L’avertissement a paru être pris très au sérieux par les deux équipes, ce qui a permis au match de gagner un nouvel élan avec la très amusante comparée Jour des poubelles, pour laquelle les Rouges ont proposé un couple en instance de décomposition totale, et les Oranges l’amour éperdu d’une femme pour un éboueur sexy malgré lui. Une construction solide et une interprétation hilarante de Pier-Luc Funk (toujours très fort en mime) ont fait prendre les devants aux Oranges 4 à 2 en cette fin de première période.

Crédit photo Hugues Bergevin
Crédit photo Hugues Bergevin

Le début de deuxième période a été plus laborieux, avec la mixte Cigarette, casquette et salopette, que l’arbitre a sanctionnée de trois punitions (confusion aux deux équipes et retard de jeu à la capitaine des Oranges, Sophie Caron), et la comparée Corrida de rue, dont le joueur LeLouis Couchesne n’a pas semblé quoi faire, malgré l’entrée en scène de ses coéquipiers, venus l’aider. Les Oranges ont pour leur part soulevé l’enthousiasme du public avec leur proposition haute en couleur, en séduction et en vocalises.

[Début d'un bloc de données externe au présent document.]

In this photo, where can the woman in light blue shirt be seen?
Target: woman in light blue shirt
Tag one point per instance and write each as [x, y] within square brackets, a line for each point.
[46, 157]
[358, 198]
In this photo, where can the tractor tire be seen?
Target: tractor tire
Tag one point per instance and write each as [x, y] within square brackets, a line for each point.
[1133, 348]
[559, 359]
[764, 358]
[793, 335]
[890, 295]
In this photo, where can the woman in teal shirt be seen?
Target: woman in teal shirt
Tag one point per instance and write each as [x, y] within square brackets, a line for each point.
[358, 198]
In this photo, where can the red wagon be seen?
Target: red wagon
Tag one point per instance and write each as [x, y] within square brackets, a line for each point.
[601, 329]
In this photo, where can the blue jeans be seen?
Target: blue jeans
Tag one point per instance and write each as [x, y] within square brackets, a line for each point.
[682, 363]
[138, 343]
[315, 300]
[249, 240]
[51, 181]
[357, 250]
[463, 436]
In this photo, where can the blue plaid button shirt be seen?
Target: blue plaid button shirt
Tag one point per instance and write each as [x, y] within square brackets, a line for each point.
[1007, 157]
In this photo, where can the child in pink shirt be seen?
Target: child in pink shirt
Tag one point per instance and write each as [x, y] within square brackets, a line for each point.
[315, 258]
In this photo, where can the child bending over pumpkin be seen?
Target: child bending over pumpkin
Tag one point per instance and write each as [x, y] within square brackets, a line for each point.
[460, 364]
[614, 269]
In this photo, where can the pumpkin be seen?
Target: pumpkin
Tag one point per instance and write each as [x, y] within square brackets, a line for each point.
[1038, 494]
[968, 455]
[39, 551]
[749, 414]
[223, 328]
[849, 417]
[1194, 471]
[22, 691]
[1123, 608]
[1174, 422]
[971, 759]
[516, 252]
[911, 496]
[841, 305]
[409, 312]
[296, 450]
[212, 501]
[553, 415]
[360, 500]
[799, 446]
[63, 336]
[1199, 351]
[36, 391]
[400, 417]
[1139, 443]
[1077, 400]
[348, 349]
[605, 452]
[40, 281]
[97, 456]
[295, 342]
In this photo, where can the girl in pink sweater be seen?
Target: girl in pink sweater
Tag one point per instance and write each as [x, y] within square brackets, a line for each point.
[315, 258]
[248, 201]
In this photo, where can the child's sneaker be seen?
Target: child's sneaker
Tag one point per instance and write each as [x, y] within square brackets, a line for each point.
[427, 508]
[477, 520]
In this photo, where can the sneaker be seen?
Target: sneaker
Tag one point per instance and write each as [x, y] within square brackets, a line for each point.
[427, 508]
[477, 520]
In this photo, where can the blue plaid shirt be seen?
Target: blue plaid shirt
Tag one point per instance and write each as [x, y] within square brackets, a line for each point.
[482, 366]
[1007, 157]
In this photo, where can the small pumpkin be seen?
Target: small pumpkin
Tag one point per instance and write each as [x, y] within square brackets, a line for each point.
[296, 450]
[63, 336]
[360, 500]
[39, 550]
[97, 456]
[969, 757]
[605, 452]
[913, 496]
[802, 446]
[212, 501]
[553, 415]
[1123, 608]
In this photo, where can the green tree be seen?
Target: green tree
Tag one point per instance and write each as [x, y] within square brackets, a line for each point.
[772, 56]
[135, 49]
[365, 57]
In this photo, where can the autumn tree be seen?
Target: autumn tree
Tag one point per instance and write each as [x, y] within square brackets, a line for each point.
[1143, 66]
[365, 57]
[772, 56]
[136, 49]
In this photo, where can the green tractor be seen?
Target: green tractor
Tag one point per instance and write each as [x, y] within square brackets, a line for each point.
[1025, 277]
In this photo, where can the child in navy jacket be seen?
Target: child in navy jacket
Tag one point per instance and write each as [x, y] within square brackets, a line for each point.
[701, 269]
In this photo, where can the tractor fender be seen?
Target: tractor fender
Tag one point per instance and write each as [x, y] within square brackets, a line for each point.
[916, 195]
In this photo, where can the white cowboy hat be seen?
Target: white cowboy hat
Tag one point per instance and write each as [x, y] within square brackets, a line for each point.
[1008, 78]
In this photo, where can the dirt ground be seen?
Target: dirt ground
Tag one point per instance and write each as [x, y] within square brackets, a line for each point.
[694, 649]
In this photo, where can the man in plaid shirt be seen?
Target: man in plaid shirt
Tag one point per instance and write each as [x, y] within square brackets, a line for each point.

Le point marqué par les Oranges pour cette sixième impro a paru fouetter leurs adversaires, traînant derrière par trois points.

Si la sans parole Le tragique incident impliquant un kilt, des rollerblades et des pépites de poulets n’a pas désarçonné les joueurs Boudreault et Funk, le public a eu plus de mal à suivre le fil de leurs péripéties absurdes. La période s’est toutefois conclue par une magnifique comparée de 7 minutes de la part des Oranges, sur le thème Juste avant les dernières lueurs du jour. S’éloignant du ton plus humoristique qui caractérise souvent les impros de leur équipe, les Oranges ont construit un drame autour d’un felquiste arrêté et condamné à mort, d’un jeune gardien canadien-français sensible à la cause et du rêve d’un pays. Les Oranges y sont allés de cette histoire forte pour marquer les esprits, au moins jusqu’au vote du public, repoussé en troisième période, après la proposition, également assez intéressante et sensible, des Rouges. Le public en a toutefois décidé autrement, peut-être par envie d’égaliser les chances entre les équipes, et a accordé un 4e point aux Rouges. Un léger manque d’écoute des Rouges leur a néanmoins valu une troisième punition, de confusion, maintenant l’écart au pointage.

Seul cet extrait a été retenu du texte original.